By Aldair Borges

Often as organizations scale, they lose their edge. Things start to move slower, and innovation can feel few and far between. This post will outline seven key points I’ve learned for maintaining an innovative edge within a cross-functional product team, enabling growth and promoting creativity.

1. Empower your teams

Workplace culture isn’t the main thing people look for when joining a company, but it’s certainly one of the reasons people stay, or in some cases, leave.

As an organization scales, we often hear leadership teams emphasizing the importance of maintaining that “start-up” feeling of innovation and experimentation. You know, that magic sauce that got us where we are today! The gritty ideas that push boundaries and spur innovation, the start-up culture.

So how does one maintain the same start-up feel with all its quirks and benefits when you move from a team of 30 people in a company to over 700? In my experience, it’s all about empowered teams.

Marty Cagan coined the phrase “empowered teams” in his book, Inspired, and later wrote a book by the same name. Empowered teams have the freedom to grow, experiment, and try new things, but they are also accountable for the work they do. From my experience working at a scaling start-up, empowered teams are essential to helping you grow and maintain your culture.

2. Make people feel seen and heard

What I valued most about working in a small company was the camaraderie and transparency.

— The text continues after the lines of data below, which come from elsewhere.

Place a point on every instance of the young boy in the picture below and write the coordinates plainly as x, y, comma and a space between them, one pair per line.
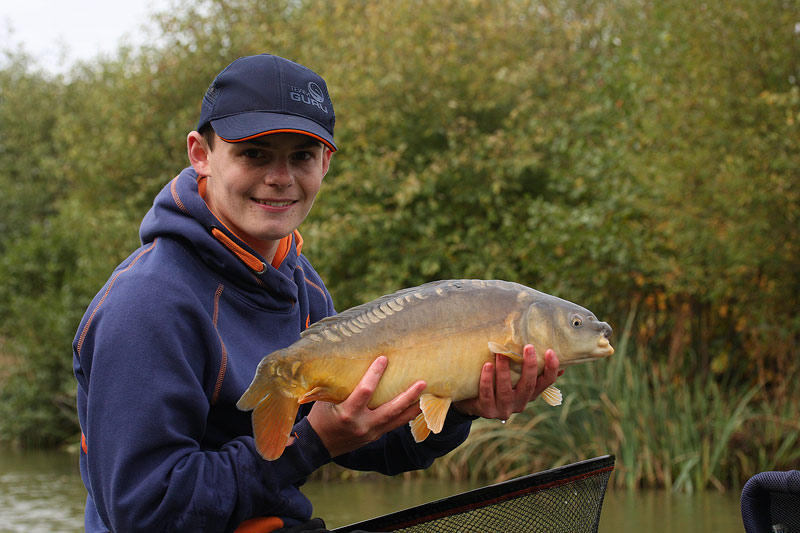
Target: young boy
173, 339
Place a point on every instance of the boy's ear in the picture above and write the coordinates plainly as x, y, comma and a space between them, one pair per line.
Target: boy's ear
326, 160
198, 150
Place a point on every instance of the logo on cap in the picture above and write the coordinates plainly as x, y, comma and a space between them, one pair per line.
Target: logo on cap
313, 96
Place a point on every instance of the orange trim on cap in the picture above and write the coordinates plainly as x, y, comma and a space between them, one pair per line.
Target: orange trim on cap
301, 132
264, 524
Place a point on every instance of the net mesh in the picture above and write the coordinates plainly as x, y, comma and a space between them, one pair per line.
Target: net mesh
564, 499
771, 502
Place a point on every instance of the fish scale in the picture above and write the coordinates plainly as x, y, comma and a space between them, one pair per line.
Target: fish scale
442, 332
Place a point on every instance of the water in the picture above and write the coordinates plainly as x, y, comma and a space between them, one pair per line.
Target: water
42, 492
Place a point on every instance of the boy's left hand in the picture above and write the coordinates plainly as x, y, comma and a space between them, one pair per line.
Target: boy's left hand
498, 398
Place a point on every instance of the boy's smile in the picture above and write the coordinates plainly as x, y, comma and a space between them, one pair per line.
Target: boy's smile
261, 189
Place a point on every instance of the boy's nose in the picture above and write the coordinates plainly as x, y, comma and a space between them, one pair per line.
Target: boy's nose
279, 176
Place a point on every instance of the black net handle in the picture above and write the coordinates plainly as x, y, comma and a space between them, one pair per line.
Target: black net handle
485, 496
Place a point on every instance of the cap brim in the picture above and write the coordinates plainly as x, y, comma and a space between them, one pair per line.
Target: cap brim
244, 126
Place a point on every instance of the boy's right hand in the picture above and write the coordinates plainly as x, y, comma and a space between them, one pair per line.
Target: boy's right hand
351, 424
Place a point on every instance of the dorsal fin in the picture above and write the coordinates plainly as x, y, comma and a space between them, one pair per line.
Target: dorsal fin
380, 308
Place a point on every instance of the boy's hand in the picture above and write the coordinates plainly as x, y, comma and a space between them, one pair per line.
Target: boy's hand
351, 424
498, 398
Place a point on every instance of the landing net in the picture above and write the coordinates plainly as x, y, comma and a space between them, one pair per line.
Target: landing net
564, 499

People want to feel heard and that their voice matters. When I ask people why they’re interested in a start-up and not a corporate gig, most of them tell me the same thing: “I don’t want to be just another number”; “I like my team; it’s nice working with people that actually care about my well-being or how my family is doing”; “l just moved to this city or country, I meet most of my friends at x job, we’re like-minded and enjoy hanging out”.

If you’re like me, all these stories are great! They are relatable and make you feel warm and fuzzy inside. But we need to be realistic. When you scale, things change, and that’s okay. You can still build a strong culture in the hubs and departments across your organization.

3. Hire the right people

As your business grows, you start to know fewer people. The hellos by name, or “How are the kids?” turn into polite good mornings. You’re more likely to meet someone new at the water cooler than someone you know. Scary, right?

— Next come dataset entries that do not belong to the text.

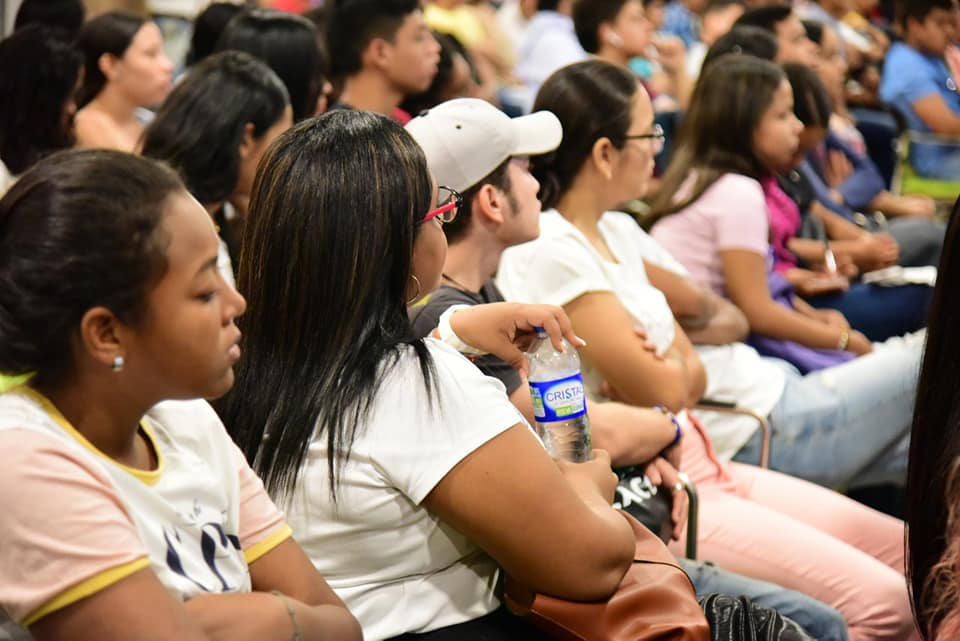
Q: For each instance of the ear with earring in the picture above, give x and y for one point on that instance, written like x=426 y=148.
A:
x=613 y=39
x=417 y=293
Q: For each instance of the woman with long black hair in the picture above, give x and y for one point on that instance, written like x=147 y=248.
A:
x=933 y=476
x=409 y=476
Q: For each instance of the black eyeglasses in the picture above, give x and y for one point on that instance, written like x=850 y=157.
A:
x=656 y=135
x=449 y=202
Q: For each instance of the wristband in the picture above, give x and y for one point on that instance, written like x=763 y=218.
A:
x=446 y=334
x=676 y=424
x=293 y=615
x=844 y=340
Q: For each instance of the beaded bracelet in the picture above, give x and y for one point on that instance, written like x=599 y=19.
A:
x=676 y=424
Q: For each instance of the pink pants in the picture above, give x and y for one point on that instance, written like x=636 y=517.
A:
x=777 y=528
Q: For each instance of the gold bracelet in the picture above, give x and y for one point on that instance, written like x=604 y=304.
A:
x=293 y=615
x=844 y=340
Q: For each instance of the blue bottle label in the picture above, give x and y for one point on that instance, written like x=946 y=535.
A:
x=558 y=400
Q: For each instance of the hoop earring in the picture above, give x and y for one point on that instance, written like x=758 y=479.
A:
x=417 y=294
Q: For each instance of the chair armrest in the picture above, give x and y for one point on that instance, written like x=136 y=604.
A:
x=722 y=407
x=693 y=513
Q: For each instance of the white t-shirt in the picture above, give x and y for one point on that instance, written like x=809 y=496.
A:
x=396 y=566
x=6 y=179
x=76 y=522
x=736 y=373
x=562 y=265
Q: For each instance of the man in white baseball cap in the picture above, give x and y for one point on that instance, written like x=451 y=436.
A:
x=475 y=149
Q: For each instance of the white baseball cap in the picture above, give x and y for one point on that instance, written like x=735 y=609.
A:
x=465 y=139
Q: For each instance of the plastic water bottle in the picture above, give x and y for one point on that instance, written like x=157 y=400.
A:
x=559 y=400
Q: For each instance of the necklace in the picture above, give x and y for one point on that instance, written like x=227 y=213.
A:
x=457 y=284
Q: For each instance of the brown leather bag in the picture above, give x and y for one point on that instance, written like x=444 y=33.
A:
x=655 y=602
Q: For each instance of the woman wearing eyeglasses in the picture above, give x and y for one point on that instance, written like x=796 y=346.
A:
x=408 y=475
x=596 y=264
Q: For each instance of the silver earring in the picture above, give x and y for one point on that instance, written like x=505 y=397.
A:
x=417 y=281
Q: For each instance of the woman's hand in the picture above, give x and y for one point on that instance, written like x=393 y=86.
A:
x=665 y=476
x=507 y=329
x=837 y=168
x=831 y=317
x=859 y=344
x=875 y=251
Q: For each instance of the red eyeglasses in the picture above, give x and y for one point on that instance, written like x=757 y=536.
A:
x=450 y=203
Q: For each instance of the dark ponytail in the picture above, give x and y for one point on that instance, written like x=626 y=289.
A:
x=77 y=231
x=593 y=100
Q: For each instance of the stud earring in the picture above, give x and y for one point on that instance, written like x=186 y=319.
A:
x=417 y=281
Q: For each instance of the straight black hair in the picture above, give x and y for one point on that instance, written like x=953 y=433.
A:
x=918 y=10
x=767 y=17
x=588 y=15
x=932 y=492
x=325 y=266
x=716 y=136
x=450 y=48
x=354 y=24
x=811 y=103
x=207 y=29
x=60 y=14
x=746 y=41
x=34 y=95
x=290 y=45
x=593 y=100
x=109 y=33
x=80 y=229
x=200 y=126
x=814 y=30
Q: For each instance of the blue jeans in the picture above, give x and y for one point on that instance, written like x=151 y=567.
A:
x=819 y=620
x=847 y=425
x=880 y=312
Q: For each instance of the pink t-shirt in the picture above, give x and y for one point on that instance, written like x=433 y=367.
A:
x=76 y=522
x=731 y=214
x=783 y=215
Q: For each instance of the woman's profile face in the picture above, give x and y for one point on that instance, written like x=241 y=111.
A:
x=187 y=343
x=429 y=254
x=144 y=72
x=777 y=136
x=635 y=165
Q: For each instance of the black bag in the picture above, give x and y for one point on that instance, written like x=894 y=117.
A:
x=740 y=619
x=644 y=501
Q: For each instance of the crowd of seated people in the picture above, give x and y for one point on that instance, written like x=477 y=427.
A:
x=268 y=271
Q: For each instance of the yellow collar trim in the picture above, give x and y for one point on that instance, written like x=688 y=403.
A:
x=149 y=477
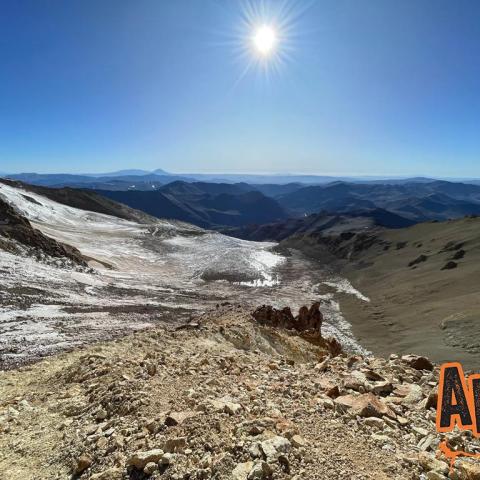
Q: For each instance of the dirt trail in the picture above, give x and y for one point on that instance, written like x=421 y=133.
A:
x=221 y=398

What happened to the company you joined?! Same snacks, different people?! Companies grow, and new people come. But that doesn’t mean the type of people who are hired drastically changes. In fact, I’ve found quite the opposite. You have more people, from more backgrounds, with more interesting knowledge. The conversation changes, and your world gets bigger.

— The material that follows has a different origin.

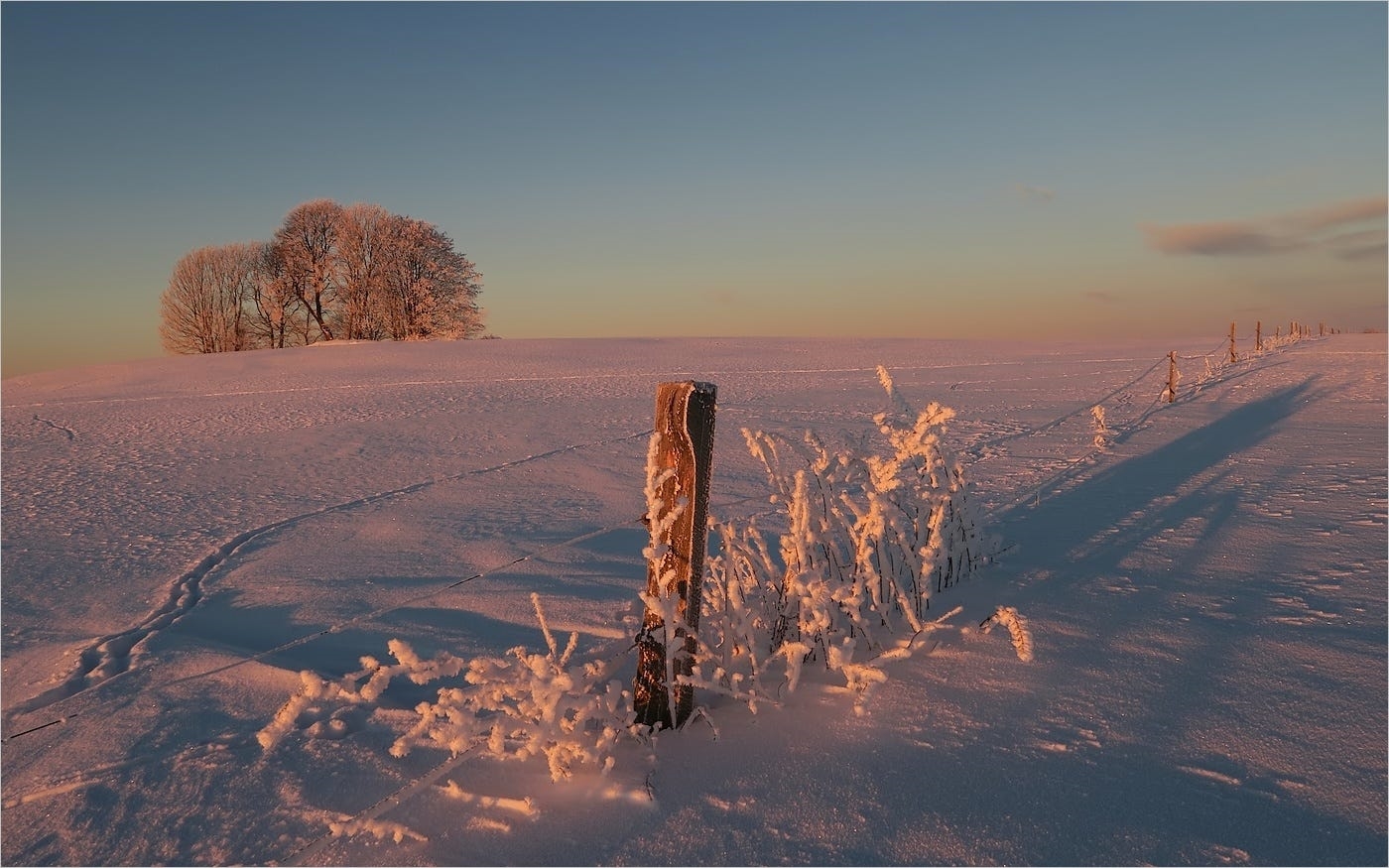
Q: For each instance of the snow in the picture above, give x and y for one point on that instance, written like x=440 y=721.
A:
x=1201 y=590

Who you hire is what matters, simple as that. Hire people that embody the values that got you where you are today. Be flexible; we don’t want cookie-cutter organizations. Things change, and so will the people. What matters is that the values stay the same.

4. Prioritize diversity

Diversity comes in all forms. The most innovative team I’ve worked with included people from all walks of life, with different experiences and thoughts to help you build the world in a new way. Don’t just give people a seat at the table, even if that table is a stand-up. Give them a voice too.

5. Down with bureaucracy

Get your team involved in day-to-day decisions and break down bureaucratic barriers. You’ll be surprised how much people care about the impact they make. Creativity shines, but only when you give it a chance. Don’t create an environment where free-thinking is discouraged or crushed by the weight of processes.

6. Nurture your edge

Many of us in the tech industry are in the line of solving problems. And you can’t solve what you don’t know exists. So, share with your team. Pull ideas out of what’s happening in the market. What real-world problems have you solved?

7. Share the wins and losses

Share the wins, losses, and everything in between. We like to motivate, but we live in the real world. It’s not always sunshine and rainbows. Sometimes it rains. And sometimes it pours. Learning to see opportunities in your failures instead of moping about them keeps you creative.

Embracing change

Some of the best ideas come from the most challenging situations. I’ve found that the ideas we have come up with under pressure become the seeds of innovation. As the age-old saying goes, “A comfort zone is a beautiful place, but nothing new ever grows there.”